There are defeats more triumphant than victories. ~Michel de Montaigne

There are many things you just won't learn until you've gone and screwed up. This is why it's so important to experiment and determine what works well for you.

It's also prudent to remember that as time passes, what once worked well for you may no longer fit the bill. What better way to experiment than to make mistakes?

(1) Overtrain. Push yourself point the past of no return. Run too often, too far, and too fast to see what happens to you. Maybe nothing will happen and you'll have learned something, or more likely you'll understand what it's like to overtrain.

Notice your desire to get out and run is dampened. Feel your muscles in a constant state of flux. Experience the nagging injury that you never let heal.  Your joints, bones, and limbs hurt. You keep getting sick. 

If you push yourself too far, you'll begin to understand where your line is, and what it feels like as you cross it. With that knowledge you will be better prepared to respond to future tussles with that overtraining line.

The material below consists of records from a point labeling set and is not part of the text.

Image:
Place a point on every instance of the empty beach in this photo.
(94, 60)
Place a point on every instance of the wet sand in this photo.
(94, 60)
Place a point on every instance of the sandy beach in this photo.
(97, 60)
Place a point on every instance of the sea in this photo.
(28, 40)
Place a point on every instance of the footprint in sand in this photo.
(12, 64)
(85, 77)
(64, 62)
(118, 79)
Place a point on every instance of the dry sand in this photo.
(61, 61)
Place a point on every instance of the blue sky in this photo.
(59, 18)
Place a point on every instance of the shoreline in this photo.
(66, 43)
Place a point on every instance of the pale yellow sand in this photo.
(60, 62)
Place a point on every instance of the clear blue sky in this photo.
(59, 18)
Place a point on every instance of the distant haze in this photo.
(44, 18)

(2) Push through the pain. When you feel a sharp pain, keep running, see if you can push through the pain. Maybe you'll be able to, or more likely you'll pull up limp with an injury.

If you've hurt yourself running before, you'll do everything in your power to stop that from happening again. Perspective on the pain will help guide your actions.

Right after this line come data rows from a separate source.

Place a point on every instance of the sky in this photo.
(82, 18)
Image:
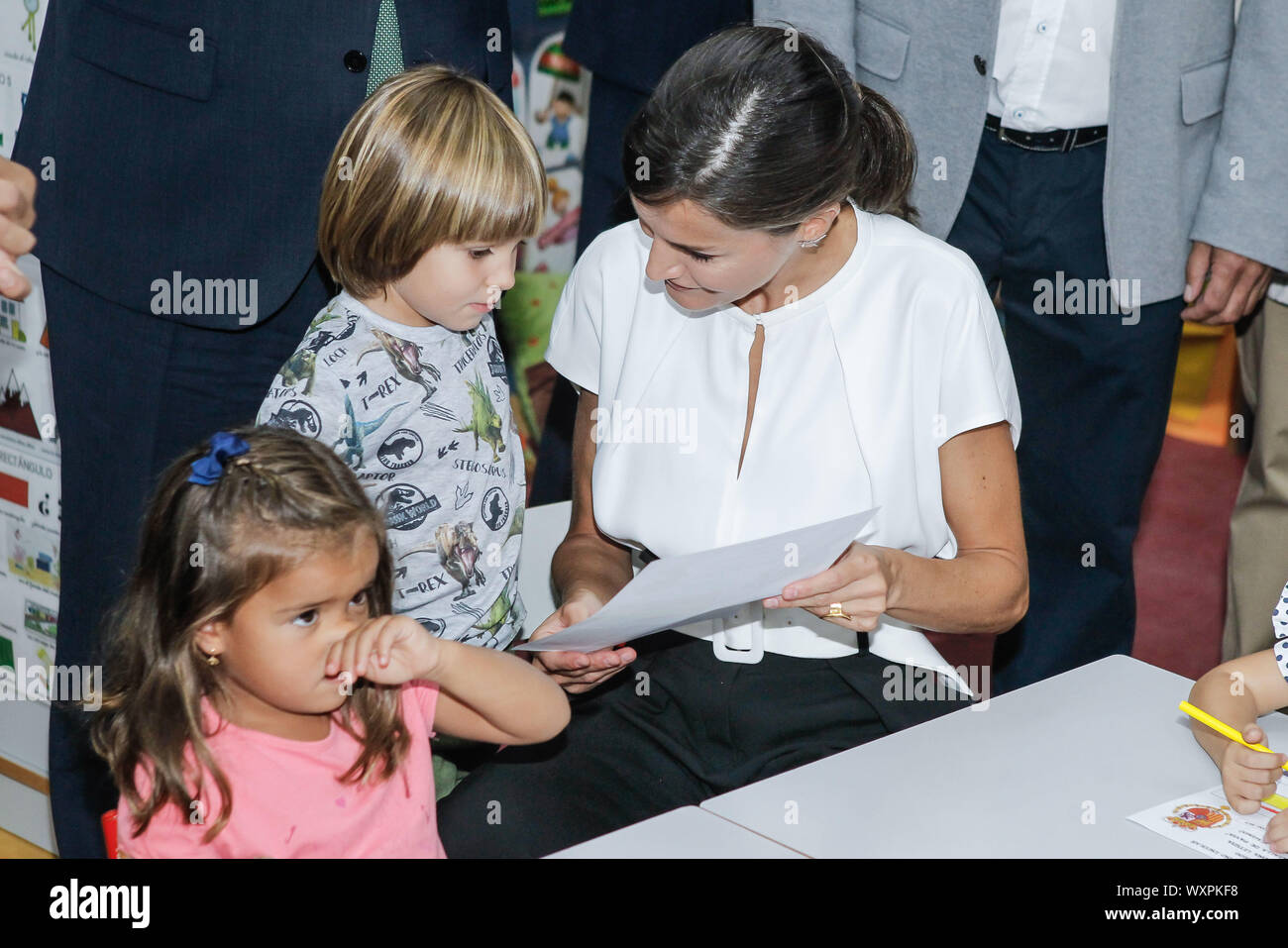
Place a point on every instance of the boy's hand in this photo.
(385, 649)
(17, 215)
(1248, 776)
(579, 672)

Understanding your pain, specifically what type of pain your experiencing is crucial to running. Knowing when to pack it in and when to push through will keep you healthier and more injury free.

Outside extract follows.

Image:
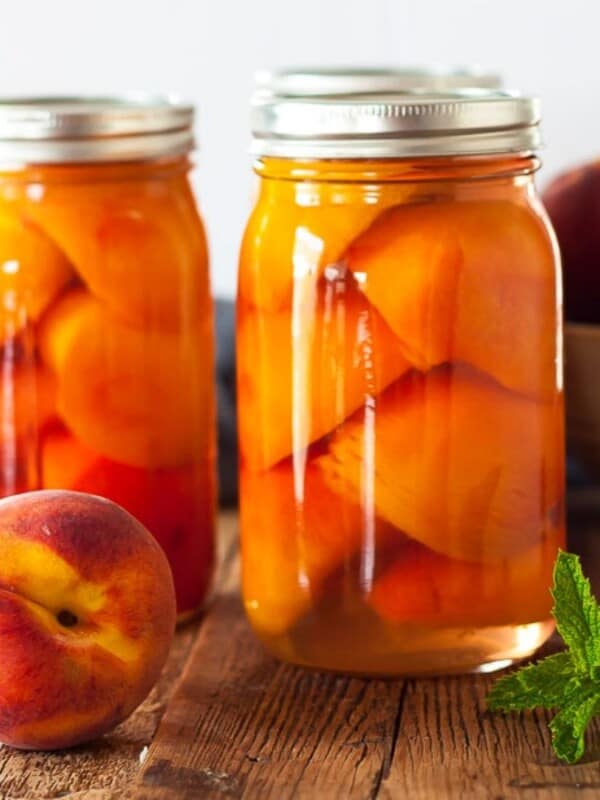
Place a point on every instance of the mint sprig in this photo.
(568, 681)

(3) Give up. You're 2/3 of  the way through a tempo run and it hurts, you want to stop.

Quit, stop running, give up and walk.

See what happens to your mind when you give up. Do you feel guilty for your actions? Do you feel like you've cheated yourself out of a quality experience?

How does your body feel after you've stopped? Do you think you could have kept going or were you really at the point where you would have simply thrown up on yourself?

Perspective on giving in will make you stronger when the feeling arises again. You'll remember what it's like to give up and fight it.

(4) Use what works for others. You're reading advice here, and most likely elsewhere on the web, in books, from elites, from your buddy, and perhaps many other places.

Everyone has a story about drills, workouts, food, race tactics, etc. which have brought them superb results. Copy them exactly and expect the same results -- after all they did it and it worked.

Get baffled when you don't get the same effect. Why is that? Why was someone else able to do something which had no effect for you? Was it because you're a different person than they are?

(5) Race over your head. Try to run a marathon on very little training. Or a half marathon.

Sure you've only ever run a 5k at a local race, but how much longer is a half marathon anyway? Just sign up for a race, do what you can, and get your butt on the starting line for the run.

You'll be surprised what your body is capable of.

If you can't convince yourself to go that crazy, then go out hard in a local 5k -- faster than you'd think sane and hang on. You'll most likely wish you went slower, but what if you finish? What if you learn you're capable of more than your expectations?

Go ahead and fail already.

Your fear of failure may be the biggest opponent you’ll face on your road to learning to run well. Don't be afraid to flame out, as long as you learn. You may just stumble on something which truly resonates with you.

Now is a great time to become more of an expert on you.